Right hasn't been easy. In roughly one year, Ford added a 1.2 million square foot body shop - the equivalent of three shopping malls under roof - and expanded its stamping facility. It can turn out as many as 72 vehicle bodies per hour, pushing to final assembly lines designed to turn out 1,500 vehicles per day, Ford officials said.
The expanded space at KTP has room for another model line, according to engineers conducting tours Friday afternoon. The full-size Ford Expedition SUV is slated to shift to an all-aluminum body in 2018, with its own body shop. Ford also builds the full-size Lincoln Navigator at Chamberlain Lane.

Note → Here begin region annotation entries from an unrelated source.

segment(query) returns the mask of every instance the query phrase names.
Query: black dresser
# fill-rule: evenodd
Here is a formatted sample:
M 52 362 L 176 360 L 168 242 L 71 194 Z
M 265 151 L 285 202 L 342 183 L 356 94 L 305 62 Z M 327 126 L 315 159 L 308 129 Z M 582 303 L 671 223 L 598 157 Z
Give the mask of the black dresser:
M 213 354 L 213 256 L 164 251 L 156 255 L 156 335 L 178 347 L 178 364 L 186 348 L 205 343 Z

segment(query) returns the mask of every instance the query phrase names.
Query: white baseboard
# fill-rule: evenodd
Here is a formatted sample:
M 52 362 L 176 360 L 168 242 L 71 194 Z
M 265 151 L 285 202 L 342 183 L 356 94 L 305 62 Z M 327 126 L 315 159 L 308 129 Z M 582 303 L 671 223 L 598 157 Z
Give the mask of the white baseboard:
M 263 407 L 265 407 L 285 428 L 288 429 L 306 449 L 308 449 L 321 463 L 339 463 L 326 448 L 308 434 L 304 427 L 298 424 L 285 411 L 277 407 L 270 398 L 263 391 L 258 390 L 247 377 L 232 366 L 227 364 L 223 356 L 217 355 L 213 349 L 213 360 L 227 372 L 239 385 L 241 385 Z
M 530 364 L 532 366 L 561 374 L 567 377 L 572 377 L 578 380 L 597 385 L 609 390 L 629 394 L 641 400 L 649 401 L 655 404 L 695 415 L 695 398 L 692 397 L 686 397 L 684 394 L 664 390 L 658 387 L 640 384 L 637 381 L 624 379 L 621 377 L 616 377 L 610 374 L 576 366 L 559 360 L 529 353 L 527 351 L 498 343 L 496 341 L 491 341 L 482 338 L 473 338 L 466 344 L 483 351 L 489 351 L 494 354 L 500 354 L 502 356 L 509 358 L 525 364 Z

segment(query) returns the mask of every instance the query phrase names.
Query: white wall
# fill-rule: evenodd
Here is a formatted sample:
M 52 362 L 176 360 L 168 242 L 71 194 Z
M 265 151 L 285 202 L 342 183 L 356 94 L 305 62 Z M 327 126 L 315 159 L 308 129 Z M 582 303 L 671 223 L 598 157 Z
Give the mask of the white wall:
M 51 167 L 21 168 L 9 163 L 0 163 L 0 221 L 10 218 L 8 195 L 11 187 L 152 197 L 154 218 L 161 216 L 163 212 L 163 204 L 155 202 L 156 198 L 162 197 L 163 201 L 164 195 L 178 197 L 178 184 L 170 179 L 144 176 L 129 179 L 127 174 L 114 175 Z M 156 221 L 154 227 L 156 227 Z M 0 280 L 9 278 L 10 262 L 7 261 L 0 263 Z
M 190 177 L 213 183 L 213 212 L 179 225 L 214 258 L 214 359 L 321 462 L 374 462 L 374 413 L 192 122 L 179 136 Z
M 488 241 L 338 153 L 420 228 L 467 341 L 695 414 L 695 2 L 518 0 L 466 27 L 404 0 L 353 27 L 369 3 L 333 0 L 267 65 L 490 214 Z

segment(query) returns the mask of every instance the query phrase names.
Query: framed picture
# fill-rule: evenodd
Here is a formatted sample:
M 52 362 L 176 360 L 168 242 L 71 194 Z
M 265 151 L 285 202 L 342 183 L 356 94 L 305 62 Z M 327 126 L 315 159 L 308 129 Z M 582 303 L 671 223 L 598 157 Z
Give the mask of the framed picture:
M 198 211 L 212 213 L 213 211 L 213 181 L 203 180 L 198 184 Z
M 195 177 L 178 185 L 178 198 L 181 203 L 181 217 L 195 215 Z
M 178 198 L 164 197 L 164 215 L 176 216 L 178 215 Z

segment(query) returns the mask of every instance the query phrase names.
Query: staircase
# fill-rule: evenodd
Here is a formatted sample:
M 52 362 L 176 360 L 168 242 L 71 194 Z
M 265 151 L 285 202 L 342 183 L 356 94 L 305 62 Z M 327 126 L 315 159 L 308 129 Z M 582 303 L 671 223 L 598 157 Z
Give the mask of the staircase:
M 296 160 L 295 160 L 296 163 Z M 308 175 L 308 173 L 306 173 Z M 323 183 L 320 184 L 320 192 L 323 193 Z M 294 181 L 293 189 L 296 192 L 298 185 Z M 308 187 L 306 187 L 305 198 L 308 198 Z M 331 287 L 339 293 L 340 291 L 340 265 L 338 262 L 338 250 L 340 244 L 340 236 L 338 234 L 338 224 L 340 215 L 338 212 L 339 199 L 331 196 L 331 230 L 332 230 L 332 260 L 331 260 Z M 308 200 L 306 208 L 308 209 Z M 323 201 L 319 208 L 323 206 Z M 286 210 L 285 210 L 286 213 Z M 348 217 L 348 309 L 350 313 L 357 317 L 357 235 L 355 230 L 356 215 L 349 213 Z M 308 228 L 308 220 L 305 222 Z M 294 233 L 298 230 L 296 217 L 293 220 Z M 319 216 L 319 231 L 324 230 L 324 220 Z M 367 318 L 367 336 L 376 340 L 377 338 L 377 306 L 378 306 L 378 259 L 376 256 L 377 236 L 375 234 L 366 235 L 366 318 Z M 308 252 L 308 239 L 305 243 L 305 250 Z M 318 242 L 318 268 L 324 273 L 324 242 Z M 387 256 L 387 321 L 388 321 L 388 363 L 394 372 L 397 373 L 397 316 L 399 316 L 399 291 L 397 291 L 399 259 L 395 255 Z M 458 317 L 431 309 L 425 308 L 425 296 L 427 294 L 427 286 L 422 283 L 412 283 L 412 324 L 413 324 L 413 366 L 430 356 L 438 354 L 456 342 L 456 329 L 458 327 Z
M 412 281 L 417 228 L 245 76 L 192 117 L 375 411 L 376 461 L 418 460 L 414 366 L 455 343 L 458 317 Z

"A brand-new shift and a launch on top of it, just a lot of stuff that was unforeseen," said Casey Farnsley, a union rep with five years at KTP. "And it all hit us head on."
The expansion added about 2,500 assembly workers and skilled-trades specialists. It means that about half of the unionized workforce is on an "in-progress, second-tier" wage track, starting at $17 per hour. The 4,400 legacy union workers earn, on average, $28 per hour, said plant chairman Rodney James. The UAW calls for stepped raises over the next eight years to bring second-tier hires in line with legacy wage scales.

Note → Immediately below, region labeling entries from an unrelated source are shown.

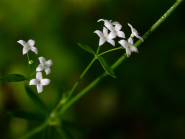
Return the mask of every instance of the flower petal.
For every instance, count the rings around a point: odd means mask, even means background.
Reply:
[[[29,50],[30,50],[29,48],[23,47],[22,50],[23,55],[26,54]]]
[[[29,41],[27,42],[27,44],[28,44],[30,47],[34,47],[35,41],[34,41],[34,40],[29,40]]]
[[[50,74],[51,69],[50,69],[50,68],[46,68],[46,69],[45,69],[45,72],[46,72],[46,75],[48,75],[48,74]]]
[[[48,60],[48,61],[46,61],[46,65],[47,65],[47,66],[49,66],[49,67],[50,67],[50,66],[52,66],[52,65],[53,65],[52,60]]]
[[[38,83],[37,79],[32,79],[32,80],[30,80],[29,85],[37,85],[37,83]]]
[[[128,42],[126,40],[120,40],[118,43],[121,44],[124,48],[128,47]]]
[[[117,31],[117,36],[120,38],[125,38],[125,33],[123,31]]]
[[[115,41],[112,39],[108,39],[107,42],[109,42],[110,44],[112,44],[113,46],[115,46]]]
[[[41,84],[42,85],[48,85],[50,83],[50,79],[42,79]]]
[[[135,47],[135,46],[130,46],[130,50],[132,51],[132,52],[136,52],[136,53],[138,53],[138,49]]]
[[[103,37],[103,33],[99,30],[94,31],[94,33],[96,33],[100,38]]]
[[[43,66],[40,64],[40,65],[38,65],[38,67],[36,68],[36,71],[42,71],[44,68],[43,68]]]
[[[131,55],[131,50],[129,48],[126,48],[127,57]]]
[[[103,38],[100,38],[100,41],[99,41],[99,46],[103,45],[105,42],[106,42],[106,40],[105,40],[105,39],[103,39]]]
[[[40,61],[40,63],[42,64],[42,65],[44,65],[45,63],[46,63],[46,60],[45,60],[45,58],[44,57],[39,57],[38,58],[39,59],[39,61]]]
[[[36,78],[37,78],[38,80],[42,80],[42,72],[37,72]]]
[[[133,43],[134,43],[134,41],[133,41],[133,38],[132,38],[132,37],[130,37],[130,38],[128,39],[128,43],[130,43],[130,44],[133,44]]]
[[[37,92],[41,93],[43,91],[43,85],[42,84],[37,84]]]
[[[22,46],[26,47],[27,46],[27,43],[23,40],[19,40],[17,41],[19,44],[21,44]]]
[[[31,47],[31,50],[32,50],[33,52],[35,52],[36,54],[38,54],[38,50],[37,50],[36,47]]]
[[[118,23],[117,23],[117,24],[115,25],[115,30],[116,30],[116,31],[121,30],[121,28],[122,28],[122,25],[121,25],[121,24],[118,24]]]

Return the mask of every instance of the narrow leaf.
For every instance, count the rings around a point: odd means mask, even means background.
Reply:
[[[25,90],[27,92],[28,97],[32,100],[36,108],[39,110],[39,112],[43,113],[45,116],[47,116],[48,110],[44,103],[40,100],[40,98],[36,95],[36,93],[31,90],[27,85],[25,85]]]
[[[20,74],[10,74],[0,78],[0,81],[2,82],[20,82],[24,80],[26,80],[26,78]]]
[[[103,69],[109,75],[111,75],[112,77],[116,78],[115,73],[114,73],[112,67],[107,63],[107,61],[103,57],[101,57],[101,56],[98,57],[98,60],[100,61],[100,64],[102,65]]]
[[[9,113],[10,116],[33,121],[43,121],[44,117],[37,113],[25,112],[25,111],[12,111]]]
[[[95,54],[94,50],[86,44],[78,43],[78,46],[80,46],[83,50],[85,50],[93,55]]]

"Our people know nothing but full speed," James said. "We should be spitting these things out as fast as we can."
Counting the workforce at Louisville Assembly Plant on Fern Valley Road, Ford supports more than 84,000 direct or support jobs in Kentucky and Southern Indiana, Ford North America President Joe Hinrichs told workers.
"Ford will continue to make cars and SUV's in the United States," Hinrichs said. "It's our home."
The reference was a not-so-subtle rebuttal to Republican Presidential candidate Donald Trump's assertions that Ford will put Americans out of work by shifting production of the Focus small sedan from Michigan to Mexico.
"No U.S. jobs will be impacted," according to a company news release.
The Michigan assembly plant is set to build two as-yet unnamed models beginning in 2018, the release continued.
Yarmuth was more blunt. "(Trump) should be ashamed of himself," he said.